While Gregory was growing up, Aurora was alternately his savior and tormentor. Mother and son were locked in a dance that began when he was a small child. By the time Gregory was born, Aurora understood that her husband’s anger could translate into slaps or degrading diatribes instantly, especially if his gambling weren’t going well. And Gregory was such bright, intense boy.

“I used to tell him that he was my eyes when we drove down to South Texas,” Aurora told me dreamily one time. And I can see the boy-child, alert and watching out the windshield with meerkat vigilance. Taking full responsibility.

And the incident that I wrote about earlier where Gregory intervened between his mother and father at the age of 7? That was emblematic of the relationships churning in that household.

When Gregory’s father courted her, Aurora could not have guessed that such a vile temper lie beneath his charming exterior. She could not have guessed that she was marrying not just into a family, but into a tribe. And she certainly could not have guessed that the tribe treated women little better than furniture.

These dark women were not quick to embrace Aurora, who was seen as an outsider. And although Gregory’s young cousins adored her, she was never fully accepted by the rest of the family. Her husband even forbade her to raise their boys as Catholics, according to her faith. “Take ‘em to the Baptist church,” he declared.

Yet Aurora was expected to learn to prepare his favorite Lebanese dishes. Since there were no cookbooks to reference then, she would stand patiently in the kitchen as the other women cooked, watching, listening, learning. By the time I came into Gregory’s life, she made possibly the best dolmas I’ve ever tasted, rich and juicy, and a tabbouleh so good it was adapted for a cookbook.

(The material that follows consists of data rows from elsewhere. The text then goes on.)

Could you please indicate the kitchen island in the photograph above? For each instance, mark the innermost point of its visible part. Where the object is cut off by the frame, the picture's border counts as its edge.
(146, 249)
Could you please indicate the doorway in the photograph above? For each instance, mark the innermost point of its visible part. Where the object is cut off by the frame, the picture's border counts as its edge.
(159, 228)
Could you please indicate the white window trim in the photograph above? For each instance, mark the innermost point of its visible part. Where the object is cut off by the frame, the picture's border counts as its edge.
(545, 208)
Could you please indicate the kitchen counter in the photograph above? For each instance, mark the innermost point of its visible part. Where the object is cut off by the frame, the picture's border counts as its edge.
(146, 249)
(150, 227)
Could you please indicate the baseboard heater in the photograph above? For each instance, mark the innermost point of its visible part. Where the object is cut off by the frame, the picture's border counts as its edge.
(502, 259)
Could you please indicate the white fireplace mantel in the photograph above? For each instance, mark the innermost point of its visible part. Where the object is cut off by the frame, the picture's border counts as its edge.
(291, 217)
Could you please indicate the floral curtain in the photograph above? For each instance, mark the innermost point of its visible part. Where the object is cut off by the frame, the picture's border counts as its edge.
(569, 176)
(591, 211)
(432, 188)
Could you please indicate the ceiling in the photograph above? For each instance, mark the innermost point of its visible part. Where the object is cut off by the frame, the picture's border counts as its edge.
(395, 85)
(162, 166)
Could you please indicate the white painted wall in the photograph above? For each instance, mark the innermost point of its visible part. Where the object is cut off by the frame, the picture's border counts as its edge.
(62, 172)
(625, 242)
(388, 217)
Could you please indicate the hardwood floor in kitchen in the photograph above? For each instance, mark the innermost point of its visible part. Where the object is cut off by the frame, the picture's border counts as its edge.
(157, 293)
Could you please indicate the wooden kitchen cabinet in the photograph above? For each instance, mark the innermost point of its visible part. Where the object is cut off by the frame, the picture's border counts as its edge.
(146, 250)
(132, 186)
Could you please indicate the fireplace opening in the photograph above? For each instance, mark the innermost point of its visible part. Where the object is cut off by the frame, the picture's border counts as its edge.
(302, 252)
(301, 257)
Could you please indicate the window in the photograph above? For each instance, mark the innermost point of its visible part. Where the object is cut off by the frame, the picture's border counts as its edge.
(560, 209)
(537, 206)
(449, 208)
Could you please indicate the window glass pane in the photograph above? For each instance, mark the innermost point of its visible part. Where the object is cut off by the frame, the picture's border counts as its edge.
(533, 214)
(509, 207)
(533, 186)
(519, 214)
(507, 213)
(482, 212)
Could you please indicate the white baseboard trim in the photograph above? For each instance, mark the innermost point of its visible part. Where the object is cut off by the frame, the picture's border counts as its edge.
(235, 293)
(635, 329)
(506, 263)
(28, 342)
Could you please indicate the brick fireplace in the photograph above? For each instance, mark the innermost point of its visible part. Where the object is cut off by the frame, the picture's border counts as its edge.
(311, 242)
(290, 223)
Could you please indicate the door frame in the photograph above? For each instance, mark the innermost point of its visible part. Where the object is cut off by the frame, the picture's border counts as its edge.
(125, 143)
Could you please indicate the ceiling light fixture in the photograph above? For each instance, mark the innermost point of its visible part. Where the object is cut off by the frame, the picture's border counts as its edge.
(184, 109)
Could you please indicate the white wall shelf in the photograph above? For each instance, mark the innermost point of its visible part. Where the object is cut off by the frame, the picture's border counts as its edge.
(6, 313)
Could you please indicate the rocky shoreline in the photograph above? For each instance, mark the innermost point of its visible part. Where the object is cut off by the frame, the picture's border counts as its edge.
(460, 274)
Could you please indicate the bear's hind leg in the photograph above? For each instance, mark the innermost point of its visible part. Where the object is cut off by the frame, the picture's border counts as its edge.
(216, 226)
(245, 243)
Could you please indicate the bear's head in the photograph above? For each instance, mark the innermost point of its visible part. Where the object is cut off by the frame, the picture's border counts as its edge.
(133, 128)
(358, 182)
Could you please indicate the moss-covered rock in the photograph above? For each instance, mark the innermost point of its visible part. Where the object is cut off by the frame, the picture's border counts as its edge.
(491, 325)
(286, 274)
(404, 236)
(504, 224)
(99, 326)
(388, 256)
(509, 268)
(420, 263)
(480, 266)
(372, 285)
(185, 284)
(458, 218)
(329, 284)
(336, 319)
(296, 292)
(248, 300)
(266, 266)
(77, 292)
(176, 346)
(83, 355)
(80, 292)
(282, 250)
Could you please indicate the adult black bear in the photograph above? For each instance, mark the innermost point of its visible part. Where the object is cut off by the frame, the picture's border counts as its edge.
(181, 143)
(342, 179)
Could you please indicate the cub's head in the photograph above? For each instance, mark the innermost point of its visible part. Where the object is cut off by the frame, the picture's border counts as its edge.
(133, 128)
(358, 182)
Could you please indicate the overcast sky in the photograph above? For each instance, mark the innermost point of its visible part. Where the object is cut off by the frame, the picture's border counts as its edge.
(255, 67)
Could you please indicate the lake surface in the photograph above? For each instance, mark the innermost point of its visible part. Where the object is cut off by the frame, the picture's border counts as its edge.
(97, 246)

When Gregory and I first ate at a tiny Middle Eastern café not far from where we lived, he remarked that the food was just like his mother made at home: the tabbouleh, kibbe, hummus, baba ghanouj…. This was another one of those places Mario and Izzy frequented. But it would have been just two tables for two, with no connection, except a future one.

Gregory and I even took Aurora there once, but she embarrassed him by asking for – no, demanding – a recipe. Instead of saying something about it to her, Gregory just smoldered, his face, eyes and body betraying no clue to how he felt. Yet every Mother’s Day, every Christmas, every Easter and Thanksgiving, he took Aurora out.

Wrapped into the father’s tribal culture was an attitude about mothers and sons that was different from what we know in the West. No matter how much Gregory disliked the way she was, he felt duty-bound (and gagged) to care for her. Paradoxically, wives were second-class citizens, but mothers were revered.

When Gregory had come back after his father’s death, just as he was beginning a career as a USDA economist, his father’s business and finances were in disarray.

Not only had his father left no will, he had left no money. By law in the state of their residence, mother and son shared equally in the father’s estate. Gregory immediately signed his portion of the house over to his mother. "It will be mine someday," he said. Nearly as quickly, he plunged into reviving the retail liquor store that had been his dad’s retirement hobby.

His goal was to create a sustainable income for Aurora as she entered old age. Gregory was, after all, the only family she had left. So they owned the liquor store together. Gregory knew something about business, how to make a business work, and how to skim, but he would be doing it hands-on for the first time.

Aurora had worked before she was married. She had been a World War II defense worker and a hat model, among other things.

But there is a reason why co-ownership of a business by two people – or any even number, really – is a bad idea. Gregory would learn this hands-on, too. But not for a while. Despite circumstances completely thwarting his life and career plans, he was determined to make the best of it. If he was going to run a liquor store, then he was going to run the best, most successful liquor store on the block.